Towards synthetic data augmentation for Lecture Slide Understanding
SynSlideGen is a synthetic data generation pipeline that creates realistic, annotated lecture slides through an LLM-powered generation pipeline. Designed to support tasks like slide element detection and retrieval, it leverages structured text to generate diverse layouts and semantic content. SynSlideGen addresses the scarcity of annotated educational data through scalable automation.

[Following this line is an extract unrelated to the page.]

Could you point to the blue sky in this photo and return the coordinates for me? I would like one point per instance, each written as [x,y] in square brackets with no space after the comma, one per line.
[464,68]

Work under submission. Paper and Code releasing soon!
Abstract
Lecture slide element detection and retrieval, key tasks in lecture slide understanding, have gained significant attention in the multi-modal research community. However, annotating large volumes of lecture slides for supervised training is labor intensive and domain specific. To address this, we propose a large language model (LLM)-guided Synthetic Lecture Slide Generation SynLecSlideGen pipeline that produces high-quality, coherent slides, named as SynSlide dataset, closely resembling real lecture slides. We also create an evaluation benchmark RealSlide by manually annotating 1050 real slides curated from lecture presentation decks. To evaluate the effectiveness of SynSlide dataset, we perform few-shot transfer learning on real slides using models pre-trained on our synthetically generated slides. Experimental results show that few-shot transfer learning outperforms training only on the real dataset especially in low resource settings, demonstrating that synthetic slides can be a valuable pre-training resource in labeled data scarce real-world scenarios.